Even at the time, when I thought that shouting at people outside abortion clinics was an effective way to change the culture, I thought he was bad at preaching. He would scream at cars as they entered the drive, and scream again as they left.

“When ya wake up CRYING, you can TURN to JESUS,” the Preacher shouted in his stilted, syncopated Protestant staccato.  The post abortive women to whom he was shouting were already crying, but he didn’t seem to notice their tears. Or maybe he honestly thought that the only form of comfort he could give was Jesus, but had never opened that nifty floppy Protestant Bible to the passage where Christ says “neither do I condemn you,” or the passage where the Messiah declines to break bruised reeds. He wasn’t interested in providing comfort and help, he wanted to preach.

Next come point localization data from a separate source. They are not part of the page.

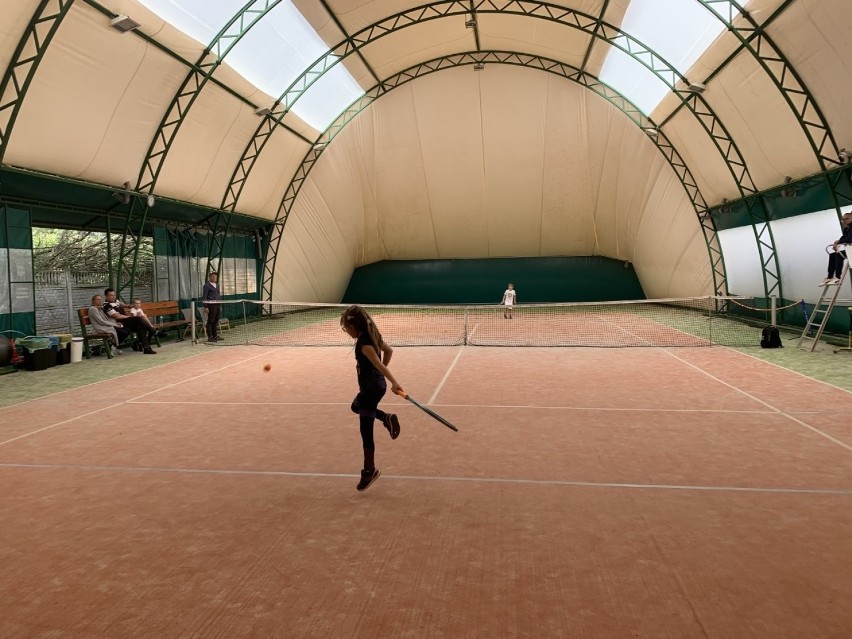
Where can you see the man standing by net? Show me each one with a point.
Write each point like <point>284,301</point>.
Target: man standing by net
<point>210,293</point>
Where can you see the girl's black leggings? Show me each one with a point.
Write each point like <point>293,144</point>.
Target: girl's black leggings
<point>366,405</point>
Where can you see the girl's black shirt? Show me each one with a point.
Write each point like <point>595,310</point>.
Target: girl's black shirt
<point>367,372</point>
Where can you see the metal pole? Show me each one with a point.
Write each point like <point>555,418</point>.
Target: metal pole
<point>69,296</point>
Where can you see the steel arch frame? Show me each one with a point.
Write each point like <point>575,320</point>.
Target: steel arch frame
<point>784,75</point>
<point>599,29</point>
<point>500,57</point>
<point>222,222</point>
<point>24,64</point>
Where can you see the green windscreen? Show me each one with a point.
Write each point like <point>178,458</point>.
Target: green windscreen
<point>482,281</point>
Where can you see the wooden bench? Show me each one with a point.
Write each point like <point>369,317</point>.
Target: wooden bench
<point>160,315</point>
<point>165,315</point>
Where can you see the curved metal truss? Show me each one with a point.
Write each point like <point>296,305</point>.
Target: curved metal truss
<point>199,75</point>
<point>25,62</point>
<point>499,57</point>
<point>591,25</point>
<point>763,49</point>
<point>208,62</point>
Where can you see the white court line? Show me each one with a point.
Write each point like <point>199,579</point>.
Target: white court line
<point>767,404</point>
<point>117,404</point>
<point>477,480</point>
<point>446,375</point>
<point>488,406</point>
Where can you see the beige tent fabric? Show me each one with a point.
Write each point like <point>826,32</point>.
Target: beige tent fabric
<point>508,161</point>
<point>463,170</point>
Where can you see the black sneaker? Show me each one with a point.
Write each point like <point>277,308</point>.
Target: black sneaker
<point>392,424</point>
<point>368,477</point>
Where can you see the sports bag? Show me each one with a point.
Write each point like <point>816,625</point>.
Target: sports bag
<point>771,338</point>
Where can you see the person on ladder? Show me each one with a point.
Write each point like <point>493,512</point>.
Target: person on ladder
<point>837,257</point>
<point>211,293</point>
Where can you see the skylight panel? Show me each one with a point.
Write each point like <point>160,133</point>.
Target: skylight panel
<point>678,31</point>
<point>271,55</point>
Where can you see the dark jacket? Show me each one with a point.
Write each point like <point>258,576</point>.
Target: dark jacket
<point>210,292</point>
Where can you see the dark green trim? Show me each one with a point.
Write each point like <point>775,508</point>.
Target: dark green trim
<point>813,193</point>
<point>60,202</point>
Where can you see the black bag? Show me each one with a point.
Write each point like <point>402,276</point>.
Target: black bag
<point>771,338</point>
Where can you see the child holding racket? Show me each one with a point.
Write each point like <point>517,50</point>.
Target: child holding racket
<point>372,356</point>
<point>509,297</point>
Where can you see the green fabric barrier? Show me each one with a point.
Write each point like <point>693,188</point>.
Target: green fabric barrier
<point>482,281</point>
<point>16,235</point>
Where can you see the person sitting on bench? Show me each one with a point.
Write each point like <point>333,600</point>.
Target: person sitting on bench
<point>142,327</point>
<point>102,323</point>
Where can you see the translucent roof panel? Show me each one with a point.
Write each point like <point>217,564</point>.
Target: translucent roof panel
<point>271,55</point>
<point>678,31</point>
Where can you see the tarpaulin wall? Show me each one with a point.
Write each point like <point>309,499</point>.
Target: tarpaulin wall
<point>536,280</point>
<point>17,294</point>
<point>180,264</point>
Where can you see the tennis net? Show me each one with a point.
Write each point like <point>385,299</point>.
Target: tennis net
<point>697,321</point>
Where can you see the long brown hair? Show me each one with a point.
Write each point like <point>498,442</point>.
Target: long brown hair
<point>360,320</point>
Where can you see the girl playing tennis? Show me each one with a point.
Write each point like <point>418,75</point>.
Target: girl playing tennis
<point>372,371</point>
<point>509,297</point>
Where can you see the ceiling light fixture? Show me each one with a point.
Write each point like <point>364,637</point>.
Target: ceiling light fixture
<point>123,24</point>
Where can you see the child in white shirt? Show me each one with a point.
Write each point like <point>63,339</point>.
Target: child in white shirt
<point>509,298</point>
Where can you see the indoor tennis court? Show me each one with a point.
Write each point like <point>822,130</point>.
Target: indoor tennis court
<point>679,492</point>
<point>606,239</point>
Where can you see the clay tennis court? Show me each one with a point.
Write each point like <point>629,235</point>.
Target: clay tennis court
<point>649,492</point>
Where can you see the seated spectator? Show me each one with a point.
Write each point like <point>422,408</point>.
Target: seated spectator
<point>142,327</point>
<point>102,323</point>
<point>838,256</point>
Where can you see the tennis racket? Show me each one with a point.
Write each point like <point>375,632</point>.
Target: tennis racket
<point>428,411</point>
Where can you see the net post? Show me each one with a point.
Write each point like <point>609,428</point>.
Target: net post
<point>464,332</point>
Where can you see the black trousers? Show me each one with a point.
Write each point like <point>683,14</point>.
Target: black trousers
<point>835,263</point>
<point>213,313</point>
<point>366,404</point>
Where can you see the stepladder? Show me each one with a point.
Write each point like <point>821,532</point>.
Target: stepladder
<point>829,298</point>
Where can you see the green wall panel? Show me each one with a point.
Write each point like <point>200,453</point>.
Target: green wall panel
<point>537,280</point>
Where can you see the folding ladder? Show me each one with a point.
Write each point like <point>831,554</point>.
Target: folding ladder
<point>822,311</point>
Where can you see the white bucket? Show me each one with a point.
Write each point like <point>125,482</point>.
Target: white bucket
<point>76,350</point>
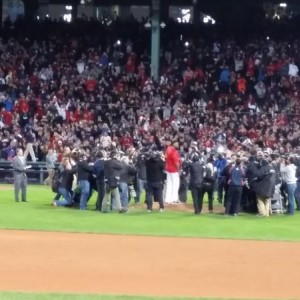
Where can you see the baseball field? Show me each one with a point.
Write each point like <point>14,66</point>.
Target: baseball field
<point>59,253</point>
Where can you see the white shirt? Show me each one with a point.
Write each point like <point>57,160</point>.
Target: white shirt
<point>289,174</point>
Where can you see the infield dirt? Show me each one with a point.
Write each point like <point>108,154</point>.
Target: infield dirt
<point>149,266</point>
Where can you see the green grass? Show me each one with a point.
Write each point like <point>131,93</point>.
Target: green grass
<point>37,296</point>
<point>38,214</point>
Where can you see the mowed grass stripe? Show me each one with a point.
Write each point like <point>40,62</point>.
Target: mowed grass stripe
<point>38,214</point>
<point>46,296</point>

I misunderstood Jesus just as much, in those days, of course. The Preacher’s wasn’t a Protestant form of brutality; it was a human form. I had it. The abortion clinic security guard who grimly stared at the crying women had it. The clinic escorts who limply walked crying women back and forth, providing no warmth or consolation, had it. Boyfriends with clenched jaws, family members pushing crying girls by the shoulder and not looking at them, people shouting both pro-life and pro-choice slogans at clinic– all were brutal. We were automata, playing our parts like clockwork. Lack of empathy was a plague, and we all had it.

I make an exception for two people:  there was one Catholic man who knelt in front of the clinic, not blocking the sidewalk, not even seeming to acknowledge the evils he could not change, only praying five sets of mysteries of the Rosary and not stopping  even when pedestrians threw water over him. And another, a Protestant, who walked around the clinic with his Bible, praying softly, speaking to nearly no one. One day I saw him go to the Catholic on his knees, and offer that if someone tried to attack him again, he would stand in front of him to shield him from the blows, but he wouldn’t fight back. “I have nothing against your church,” he said. “It’s just that the Holy Spirit hasn’t called me there yet.”

Those two men weren’t far from the kingdom, as I’ve come to understand the kingdom. I think the rest of us were in hell.